SOLO, KOMPAS.com- Perceraian dengan sang suami akibat kekerasan dalam rumah tangga (KDRT) verbal menyiksa perasaan Nabila (46), bukan nama sebenarnya.
Perpisahan dengan suami yang tidak baik-baik, ditambah ia sempat harus berpisah dengan anak semata wayangnya membuat Nabila hampir setiap hari merasa ketakutan sampai tak bisa tidur di malam hari.
Warga Sukoharjo, Jawa Tengah itu juga mengalami berbagai gangguan psikosomatis seperti kelelahan dan sesak napas.
Baca juga: Untung Banyak Berkat Mobile JKN
Merasa tak kuat menanggung beban hidupnya sendirian, Nabila memutuskan untuk berkonsultasi dengan dokter spesialis kesehatan jiwa.
Dengan bercerita kepada orang yang profesional di bidangnya, Nabila berharap ia dapat menemukan seseorang yang bisa mendengarkan masalahnya tanpa menilainya secara sepihak.
“Menurutku, kondisiku saat itu sudah enggak baik buat kehidupan sehari-hari karena aku juga kan seorang ibu yang punya tanggung jawab terhadap mental anak,” kisah Nabila yang ditemui beberapa waktu lalu di Solo, Jawa Tengah.
Nabila pun memilih berobat ke psikiater di sebuah rumah sakit pemerintah. Saat itu, meski menjadi peserta Jaminan Kesehatan Nasional (JKN) Badan Penyelenggara Jaminan Sosial (BPJS) Kesehatan, ia membayar mandiri karena mengira biaya pengobatan kesehatan jiwa tidak termasuk dalam biaya yang ditanggung BPJS Kesehatan.
“Aku lalu dikasih rujukan agar berobat pakai BPJS saja karena pengobatan ini harus rutin,” katanya.

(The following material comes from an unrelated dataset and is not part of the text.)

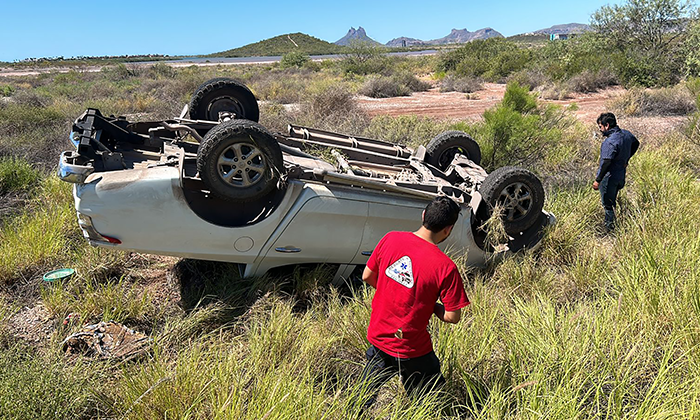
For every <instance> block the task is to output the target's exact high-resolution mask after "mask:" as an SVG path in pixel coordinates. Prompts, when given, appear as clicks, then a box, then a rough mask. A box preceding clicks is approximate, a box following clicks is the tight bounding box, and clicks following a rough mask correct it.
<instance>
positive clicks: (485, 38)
mask: <svg viewBox="0 0 700 420" xmlns="http://www.w3.org/2000/svg"><path fill="white" fill-rule="evenodd" d="M495 37H499V38H503V35H501V33H500V32H498V31H497V30H495V29H493V28H483V29H479V30H478V31H474V32H469V31H468V30H466V29H453V30H452V31H450V33H449V34H448V35H447V36H444V37H442V38H438V39H433V40H430V41H423V40H420V39H416V38H407V37H405V36H402V37H400V38H394V39H392V40H391V41H389V42H387V43H386V46H387V47H414V46H425V45H445V44H464V43H465V42H469V41H474V40H475V39H488V38H495Z"/></svg>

Nabila pun langsung ke fasilitas kesehatan tingkat pertama (FTKP) untuk meminta rujukan ke psikiater. Awalnya, ia berobat 2 minggu sekali, lalu setelah ada kemajuan, pengobatannya menjadi sebulan sekali.
Pertama kali konsultasi, dokter mengobservasi Nabila menderita depresi yang mengarah ke gangguan bipolar. Lalu, setelah psikoterapi, dokter mendiagnosa ia mengalami depresi, gangguan kecemasan.
Baca juga: Pandemi dan Cerita Mereka yang Beruntung Terdaftar JKN-KIS
Dari berbagai sumber, gejala gangguan bipolar, yang sebelumnya disebut depresi manik, adalah kondisi kesehatan mental yang menyebabkan perubahan suasana hati yang ekstrem, yang meliputi emosi yang tinggi, misalnya mania atau hipomania dan rendah atau depresi.
Sementara, seperti dilansir laman Organisasi Kesehatan Dunia (World Health Organization/WHO), orang dengan gangguan kecemasan dapat mengalami ketakutan atau kekhawatiran yang berlebihan terhadap situasi tertentu, misalnya, serangan panik atau situasi sosial) atau dalam kasus gangguan kecemasan umum, terhadap berbagai situasi sehari-hari.
Nabila rutin berobat sejak September 2021 hingga sekarang. Tak terasa, mulai Agustus 2024 dia dinyatakan lepas obat.
"Alhamdulillah, aku sudah lepas obat. Dokter berpesan aku harus jaga diri, tidak gampang ke-trigger,” ucap Nabila.
Berobat menggunakan kartu BPJS Kesehatan memang jadi salah satu cara agar pasien dengan gangguan kejiwaan bisa berobat teratur tanpa takut terbentur biaya yang mahal.
Ketua Komunitas Peduli Schizofrenia Indonesia (KPSI) Simpul Solo Raya Fithri Setya Marwati berkisah, biaya pengobatan gangguan jiwa bisa mencapai jutaan rupiah jika tidak menggunakan kartu BPJS Kesehatan. Itu sebabnya, anggota KPSI yang butuh pengobatan jiwa kebanyakan menggunakan fasilitas BPJS Kesehatan.